# Rules of derivatives.

• Nov 10th 2013, 06:17 PM
sepoto
Rules of derivatives.
$\displaystyle \frac{-10}{(x+5)^3}$

Since this is a fraction I know I should use the quotient rule. My question is actually about the bottom part of the equation. I see it's to the third power and the quotient rule is going to be asking for g(x)' as its called and I start to look at the bottom and since it is to the third power wouldn't it be true that I would have to use the chain rule to find the derivative of (x+5)^3 which would be g'(x) for use in the quotient rule formula or am I going wrong?

• Nov 10th 2013, 06:20 PM
mikewezyk
Re: Rules of derivatives.
You don't *need* chain rule to find the derivative of g(x) since the x is to the first power and has no constant in front of it, you could just use power rule to get g'(x) to be 3(x+5)^2. You then HAVE to use quotient rule.
• Nov 10th 2013, 07:45 PM
sepoto
Re: Rules of derivatives.
I'm not sure I'm getting that yet. Is it really possible to just use the power rule. I was under the impression that (x+5)^3 would have to be expanded by the binomial theorem or alternatively the chain rule would have to be applied. The term I question has two terms parenthesized to the third power. I was under the impression that the power rule works on individual terms only.

I think what your saying is that since x is to the first power and has no constant in front of it that the power rule can still apply but otherwise it couldn't.
• Nov 10th 2013, 08:23 PM
topsquark
Re: Rules of derivatives.
Quote:

Originally Posted by sepoto
I'm not sure I'm getting that yet. Is it really possible to just use the power rule. I was under the impression that (x+5)^3 would have to be expanded by the binomial theorem or alternatively the chain rule would have to be applied. The term I question has two terms parenthesized to the third power.

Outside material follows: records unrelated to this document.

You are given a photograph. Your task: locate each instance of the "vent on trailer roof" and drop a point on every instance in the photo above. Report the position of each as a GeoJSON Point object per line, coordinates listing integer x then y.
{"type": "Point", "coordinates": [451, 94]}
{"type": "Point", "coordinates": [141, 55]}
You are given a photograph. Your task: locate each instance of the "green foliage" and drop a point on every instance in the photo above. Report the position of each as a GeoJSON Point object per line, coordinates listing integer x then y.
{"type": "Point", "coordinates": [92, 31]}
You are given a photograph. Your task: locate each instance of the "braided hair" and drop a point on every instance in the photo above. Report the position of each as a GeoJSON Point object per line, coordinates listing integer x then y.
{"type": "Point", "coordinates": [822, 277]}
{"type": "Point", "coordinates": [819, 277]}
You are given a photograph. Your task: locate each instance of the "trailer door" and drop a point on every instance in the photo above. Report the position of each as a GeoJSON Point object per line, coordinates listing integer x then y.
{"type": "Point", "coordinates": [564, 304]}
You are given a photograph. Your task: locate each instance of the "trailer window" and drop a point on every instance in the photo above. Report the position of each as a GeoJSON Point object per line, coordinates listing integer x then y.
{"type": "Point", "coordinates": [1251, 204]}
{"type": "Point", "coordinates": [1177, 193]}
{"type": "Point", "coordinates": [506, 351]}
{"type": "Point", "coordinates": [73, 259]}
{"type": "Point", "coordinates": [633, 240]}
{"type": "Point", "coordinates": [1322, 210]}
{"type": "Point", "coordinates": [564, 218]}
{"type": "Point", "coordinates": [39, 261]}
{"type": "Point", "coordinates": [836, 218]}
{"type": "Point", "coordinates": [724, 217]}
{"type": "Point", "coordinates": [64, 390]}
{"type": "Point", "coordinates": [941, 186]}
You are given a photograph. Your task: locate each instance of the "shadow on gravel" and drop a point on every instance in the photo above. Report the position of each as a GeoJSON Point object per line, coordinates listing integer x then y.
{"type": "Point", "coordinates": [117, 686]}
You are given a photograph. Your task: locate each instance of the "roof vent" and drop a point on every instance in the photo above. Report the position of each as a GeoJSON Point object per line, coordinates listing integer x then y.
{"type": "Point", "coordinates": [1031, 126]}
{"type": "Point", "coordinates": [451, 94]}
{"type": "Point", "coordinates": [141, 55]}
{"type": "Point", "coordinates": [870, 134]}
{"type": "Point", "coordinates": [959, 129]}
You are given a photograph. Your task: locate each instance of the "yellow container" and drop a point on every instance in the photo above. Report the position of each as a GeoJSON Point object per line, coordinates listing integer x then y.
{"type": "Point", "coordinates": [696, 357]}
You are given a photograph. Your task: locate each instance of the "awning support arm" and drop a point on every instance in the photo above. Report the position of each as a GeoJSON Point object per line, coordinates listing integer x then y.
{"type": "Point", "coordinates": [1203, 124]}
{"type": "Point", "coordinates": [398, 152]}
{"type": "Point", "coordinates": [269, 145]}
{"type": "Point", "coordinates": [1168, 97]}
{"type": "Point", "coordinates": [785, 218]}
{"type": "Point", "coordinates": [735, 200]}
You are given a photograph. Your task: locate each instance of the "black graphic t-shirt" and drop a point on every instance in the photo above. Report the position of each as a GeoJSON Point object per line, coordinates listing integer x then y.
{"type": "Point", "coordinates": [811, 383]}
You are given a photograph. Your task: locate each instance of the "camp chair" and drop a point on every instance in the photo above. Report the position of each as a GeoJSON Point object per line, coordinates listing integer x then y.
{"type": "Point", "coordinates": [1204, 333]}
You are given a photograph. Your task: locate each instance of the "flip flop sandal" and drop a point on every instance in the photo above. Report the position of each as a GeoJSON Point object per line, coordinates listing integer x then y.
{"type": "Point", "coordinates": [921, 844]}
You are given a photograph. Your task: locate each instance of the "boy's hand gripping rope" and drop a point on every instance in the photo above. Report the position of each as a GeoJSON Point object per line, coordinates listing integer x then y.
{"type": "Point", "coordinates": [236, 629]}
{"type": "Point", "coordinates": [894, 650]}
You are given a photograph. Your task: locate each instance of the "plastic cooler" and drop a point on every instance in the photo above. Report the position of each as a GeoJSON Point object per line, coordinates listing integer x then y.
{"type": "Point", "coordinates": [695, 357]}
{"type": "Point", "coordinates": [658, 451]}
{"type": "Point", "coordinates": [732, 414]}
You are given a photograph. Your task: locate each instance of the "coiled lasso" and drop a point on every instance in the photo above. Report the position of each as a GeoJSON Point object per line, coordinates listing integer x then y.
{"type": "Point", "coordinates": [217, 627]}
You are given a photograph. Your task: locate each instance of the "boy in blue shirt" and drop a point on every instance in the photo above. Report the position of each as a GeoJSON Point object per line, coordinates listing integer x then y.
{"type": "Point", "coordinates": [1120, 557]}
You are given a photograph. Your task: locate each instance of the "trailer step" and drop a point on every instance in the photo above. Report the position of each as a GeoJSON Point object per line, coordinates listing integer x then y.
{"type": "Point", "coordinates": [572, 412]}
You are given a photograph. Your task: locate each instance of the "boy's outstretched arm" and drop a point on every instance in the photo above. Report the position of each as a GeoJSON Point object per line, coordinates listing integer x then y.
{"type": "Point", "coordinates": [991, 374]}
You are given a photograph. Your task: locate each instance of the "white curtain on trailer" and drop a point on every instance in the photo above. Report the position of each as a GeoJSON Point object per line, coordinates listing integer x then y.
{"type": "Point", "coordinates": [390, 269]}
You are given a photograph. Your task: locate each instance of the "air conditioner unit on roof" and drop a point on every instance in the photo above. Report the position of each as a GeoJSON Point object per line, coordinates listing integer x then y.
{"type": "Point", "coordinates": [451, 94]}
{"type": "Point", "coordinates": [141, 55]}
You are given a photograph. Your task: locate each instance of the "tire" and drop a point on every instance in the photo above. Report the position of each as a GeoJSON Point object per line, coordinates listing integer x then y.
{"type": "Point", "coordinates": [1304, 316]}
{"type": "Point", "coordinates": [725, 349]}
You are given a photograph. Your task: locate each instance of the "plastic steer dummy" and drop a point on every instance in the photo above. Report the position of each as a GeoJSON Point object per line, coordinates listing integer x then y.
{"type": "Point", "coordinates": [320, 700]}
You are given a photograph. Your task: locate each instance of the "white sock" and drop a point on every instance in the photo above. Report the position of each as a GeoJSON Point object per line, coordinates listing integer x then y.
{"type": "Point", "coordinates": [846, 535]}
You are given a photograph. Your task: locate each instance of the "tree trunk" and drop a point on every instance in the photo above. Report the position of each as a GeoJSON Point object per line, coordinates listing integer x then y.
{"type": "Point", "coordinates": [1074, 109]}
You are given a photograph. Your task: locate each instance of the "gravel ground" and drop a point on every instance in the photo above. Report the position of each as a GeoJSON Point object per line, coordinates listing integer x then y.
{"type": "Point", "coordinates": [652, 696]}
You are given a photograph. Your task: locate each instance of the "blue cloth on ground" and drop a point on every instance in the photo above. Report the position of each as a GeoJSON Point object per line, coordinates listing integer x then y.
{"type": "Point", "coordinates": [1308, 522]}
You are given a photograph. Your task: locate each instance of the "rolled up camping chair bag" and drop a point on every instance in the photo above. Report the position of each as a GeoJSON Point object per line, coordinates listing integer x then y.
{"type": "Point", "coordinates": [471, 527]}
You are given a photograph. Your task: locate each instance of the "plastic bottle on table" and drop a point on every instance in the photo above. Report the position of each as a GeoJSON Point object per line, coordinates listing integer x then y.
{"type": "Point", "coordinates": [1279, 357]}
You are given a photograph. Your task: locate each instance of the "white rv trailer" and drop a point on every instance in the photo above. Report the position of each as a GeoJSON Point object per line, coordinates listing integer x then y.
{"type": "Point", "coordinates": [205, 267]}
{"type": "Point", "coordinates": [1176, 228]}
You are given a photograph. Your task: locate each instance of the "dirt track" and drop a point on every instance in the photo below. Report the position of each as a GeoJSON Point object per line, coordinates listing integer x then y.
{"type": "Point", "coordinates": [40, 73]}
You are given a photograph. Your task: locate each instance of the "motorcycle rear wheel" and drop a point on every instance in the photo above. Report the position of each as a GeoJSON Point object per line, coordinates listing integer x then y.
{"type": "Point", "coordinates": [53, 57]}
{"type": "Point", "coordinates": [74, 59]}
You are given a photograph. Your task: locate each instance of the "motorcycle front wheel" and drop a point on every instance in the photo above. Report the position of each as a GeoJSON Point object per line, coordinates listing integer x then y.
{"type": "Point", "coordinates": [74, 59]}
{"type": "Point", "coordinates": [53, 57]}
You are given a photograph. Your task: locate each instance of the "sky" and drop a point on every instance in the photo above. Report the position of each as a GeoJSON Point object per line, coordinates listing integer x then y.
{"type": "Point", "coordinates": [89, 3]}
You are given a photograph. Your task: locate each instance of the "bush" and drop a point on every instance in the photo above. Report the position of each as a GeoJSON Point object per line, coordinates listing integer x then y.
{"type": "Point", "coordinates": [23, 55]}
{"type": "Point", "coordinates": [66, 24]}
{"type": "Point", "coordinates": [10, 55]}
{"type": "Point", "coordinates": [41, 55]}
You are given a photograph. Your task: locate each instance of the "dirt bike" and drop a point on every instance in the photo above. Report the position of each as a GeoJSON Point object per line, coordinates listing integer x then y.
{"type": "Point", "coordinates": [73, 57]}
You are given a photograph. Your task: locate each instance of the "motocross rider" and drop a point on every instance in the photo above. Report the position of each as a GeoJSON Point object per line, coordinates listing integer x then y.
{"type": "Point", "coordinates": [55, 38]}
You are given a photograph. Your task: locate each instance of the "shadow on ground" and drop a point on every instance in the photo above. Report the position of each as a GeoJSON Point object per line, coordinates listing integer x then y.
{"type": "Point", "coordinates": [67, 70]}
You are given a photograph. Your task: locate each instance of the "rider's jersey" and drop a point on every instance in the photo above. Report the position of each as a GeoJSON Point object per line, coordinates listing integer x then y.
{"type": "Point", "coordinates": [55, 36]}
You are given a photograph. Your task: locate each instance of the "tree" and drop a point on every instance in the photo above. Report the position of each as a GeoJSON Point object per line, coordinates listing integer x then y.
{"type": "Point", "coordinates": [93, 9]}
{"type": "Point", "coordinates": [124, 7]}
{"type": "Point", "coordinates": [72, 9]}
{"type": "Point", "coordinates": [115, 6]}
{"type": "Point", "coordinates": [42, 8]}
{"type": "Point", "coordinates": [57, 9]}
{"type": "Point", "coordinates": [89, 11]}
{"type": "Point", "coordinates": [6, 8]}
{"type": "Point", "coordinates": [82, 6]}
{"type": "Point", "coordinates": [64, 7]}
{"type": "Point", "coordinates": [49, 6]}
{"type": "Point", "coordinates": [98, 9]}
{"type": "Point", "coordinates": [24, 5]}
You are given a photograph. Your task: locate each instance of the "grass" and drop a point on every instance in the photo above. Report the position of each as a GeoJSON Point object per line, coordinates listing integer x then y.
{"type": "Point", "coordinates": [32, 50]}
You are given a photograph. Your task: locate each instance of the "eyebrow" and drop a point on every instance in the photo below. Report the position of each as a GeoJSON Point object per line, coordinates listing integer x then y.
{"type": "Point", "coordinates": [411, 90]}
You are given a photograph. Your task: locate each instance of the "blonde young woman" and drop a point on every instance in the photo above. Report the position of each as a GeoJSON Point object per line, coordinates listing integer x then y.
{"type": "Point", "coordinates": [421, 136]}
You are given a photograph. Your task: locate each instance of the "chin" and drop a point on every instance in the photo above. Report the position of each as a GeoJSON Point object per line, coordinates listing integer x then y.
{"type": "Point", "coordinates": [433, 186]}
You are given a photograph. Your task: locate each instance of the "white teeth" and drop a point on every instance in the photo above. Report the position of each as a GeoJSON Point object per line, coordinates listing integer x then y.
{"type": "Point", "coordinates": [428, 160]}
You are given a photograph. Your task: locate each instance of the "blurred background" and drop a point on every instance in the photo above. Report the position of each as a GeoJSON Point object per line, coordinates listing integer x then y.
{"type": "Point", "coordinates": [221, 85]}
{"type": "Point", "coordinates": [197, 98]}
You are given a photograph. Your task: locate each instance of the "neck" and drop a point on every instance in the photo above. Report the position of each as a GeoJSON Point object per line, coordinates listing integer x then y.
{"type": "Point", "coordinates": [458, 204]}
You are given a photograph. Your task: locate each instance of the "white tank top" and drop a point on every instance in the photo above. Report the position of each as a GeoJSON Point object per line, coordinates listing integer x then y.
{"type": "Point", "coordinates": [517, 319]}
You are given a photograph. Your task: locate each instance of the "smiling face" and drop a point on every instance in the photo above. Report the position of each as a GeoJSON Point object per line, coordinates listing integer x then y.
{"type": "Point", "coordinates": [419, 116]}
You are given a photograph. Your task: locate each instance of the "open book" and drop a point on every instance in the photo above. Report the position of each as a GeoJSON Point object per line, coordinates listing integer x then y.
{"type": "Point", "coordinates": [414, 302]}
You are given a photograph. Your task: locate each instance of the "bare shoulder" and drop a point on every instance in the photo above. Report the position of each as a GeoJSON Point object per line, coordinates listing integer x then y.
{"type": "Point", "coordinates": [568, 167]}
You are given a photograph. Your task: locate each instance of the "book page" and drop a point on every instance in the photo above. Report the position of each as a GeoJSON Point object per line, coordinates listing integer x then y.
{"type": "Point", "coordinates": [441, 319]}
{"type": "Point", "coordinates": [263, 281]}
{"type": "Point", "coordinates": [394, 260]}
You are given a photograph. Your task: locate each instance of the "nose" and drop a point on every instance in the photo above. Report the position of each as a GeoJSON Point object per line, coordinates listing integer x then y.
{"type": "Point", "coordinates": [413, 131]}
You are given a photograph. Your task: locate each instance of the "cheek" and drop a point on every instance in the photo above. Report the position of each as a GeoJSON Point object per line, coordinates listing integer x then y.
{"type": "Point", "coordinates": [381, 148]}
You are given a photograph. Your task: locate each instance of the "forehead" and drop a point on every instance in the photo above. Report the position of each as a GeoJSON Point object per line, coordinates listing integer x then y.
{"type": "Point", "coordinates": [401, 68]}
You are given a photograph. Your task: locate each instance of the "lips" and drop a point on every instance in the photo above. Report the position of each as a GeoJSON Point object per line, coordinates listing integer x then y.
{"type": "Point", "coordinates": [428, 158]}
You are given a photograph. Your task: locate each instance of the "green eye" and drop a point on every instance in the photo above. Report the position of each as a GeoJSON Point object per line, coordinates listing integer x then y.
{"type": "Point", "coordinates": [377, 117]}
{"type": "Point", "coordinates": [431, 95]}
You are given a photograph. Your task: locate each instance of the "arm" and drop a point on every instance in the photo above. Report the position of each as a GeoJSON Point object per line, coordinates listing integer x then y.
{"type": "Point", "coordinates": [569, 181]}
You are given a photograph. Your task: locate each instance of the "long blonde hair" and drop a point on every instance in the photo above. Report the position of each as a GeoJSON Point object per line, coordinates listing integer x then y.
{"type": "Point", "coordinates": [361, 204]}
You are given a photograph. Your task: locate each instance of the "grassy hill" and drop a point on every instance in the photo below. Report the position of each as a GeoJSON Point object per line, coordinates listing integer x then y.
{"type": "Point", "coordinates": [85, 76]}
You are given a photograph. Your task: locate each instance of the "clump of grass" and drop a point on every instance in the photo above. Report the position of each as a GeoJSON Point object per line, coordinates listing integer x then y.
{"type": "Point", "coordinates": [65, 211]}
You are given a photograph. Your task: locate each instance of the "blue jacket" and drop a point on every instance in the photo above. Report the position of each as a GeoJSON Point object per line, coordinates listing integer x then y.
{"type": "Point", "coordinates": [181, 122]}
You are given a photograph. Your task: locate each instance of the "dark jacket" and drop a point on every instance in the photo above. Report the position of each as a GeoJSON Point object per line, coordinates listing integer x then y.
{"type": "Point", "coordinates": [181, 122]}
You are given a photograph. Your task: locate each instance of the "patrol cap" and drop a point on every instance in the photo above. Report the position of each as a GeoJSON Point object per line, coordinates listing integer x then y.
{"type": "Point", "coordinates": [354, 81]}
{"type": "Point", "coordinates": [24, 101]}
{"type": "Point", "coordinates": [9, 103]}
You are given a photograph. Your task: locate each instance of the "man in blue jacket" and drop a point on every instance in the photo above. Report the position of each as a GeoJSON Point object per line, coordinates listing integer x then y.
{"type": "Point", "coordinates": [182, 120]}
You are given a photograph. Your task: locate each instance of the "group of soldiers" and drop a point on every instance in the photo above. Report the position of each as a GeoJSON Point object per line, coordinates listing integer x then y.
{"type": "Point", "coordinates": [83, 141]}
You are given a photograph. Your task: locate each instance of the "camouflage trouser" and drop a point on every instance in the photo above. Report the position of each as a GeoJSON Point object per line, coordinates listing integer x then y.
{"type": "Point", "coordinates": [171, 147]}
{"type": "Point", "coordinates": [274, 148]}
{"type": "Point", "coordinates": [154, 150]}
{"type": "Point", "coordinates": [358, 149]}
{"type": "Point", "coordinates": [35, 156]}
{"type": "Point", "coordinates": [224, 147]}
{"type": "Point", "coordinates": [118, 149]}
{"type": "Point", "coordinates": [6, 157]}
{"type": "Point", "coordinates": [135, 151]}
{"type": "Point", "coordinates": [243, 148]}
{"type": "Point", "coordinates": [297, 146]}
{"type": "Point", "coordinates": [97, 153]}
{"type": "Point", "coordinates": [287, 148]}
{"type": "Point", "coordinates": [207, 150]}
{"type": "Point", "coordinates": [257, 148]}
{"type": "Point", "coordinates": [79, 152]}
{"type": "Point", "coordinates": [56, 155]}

I was under the impression that the power rule works on individual terms only.

I think what your saying is that since x is to the first power and has no constant in front of it that the power rule can still apply but otherwise it couldn't.

Use the chain rule...it's easier this way. We have that g(x):
$\displaystyle g(x) = \frac{-10}{(x + 5)^3} = -10 \cdot (x + 5)^{-3}$

$\displaystyle g'(x) = (-10) \cdot -3 (x + 5)^{-4} \cdot (1)$

The 1 at the end is the derivative of x + 5.

-Dan
• Nov 11th 2013, 06:33 AM
HallsofIvy
Re: Rules of derivatives.
Mikewezyk's point is that, in using the chain rule, you don't have to write out every step. Taking u= x+ 5, $\displaystyle (x+ 5)^3= u^2$. By the chain rule, the derivative of $\displaystyle (x+ 5)^3$ is $\displaystyle 3u^2\frac{du}{dx}= 3(x+5)^2(1)$. Mikewezyk's point is that the derivative of x+ 5 is just 1. I would not agree that this is "not using the chain rule" but rather using the chain rule without writing everything out.

More generally, if g(x)= f(ax+ b) then taking u= ax+ b, g(x)= f(u) so that, by the chain rule, g'(x)= f'(u) du/dx= a f'(u). But with a little practice, you can do that "in your head". The derivative of the inear term ax+ b is a so that g'(x)= af'(ax+ b).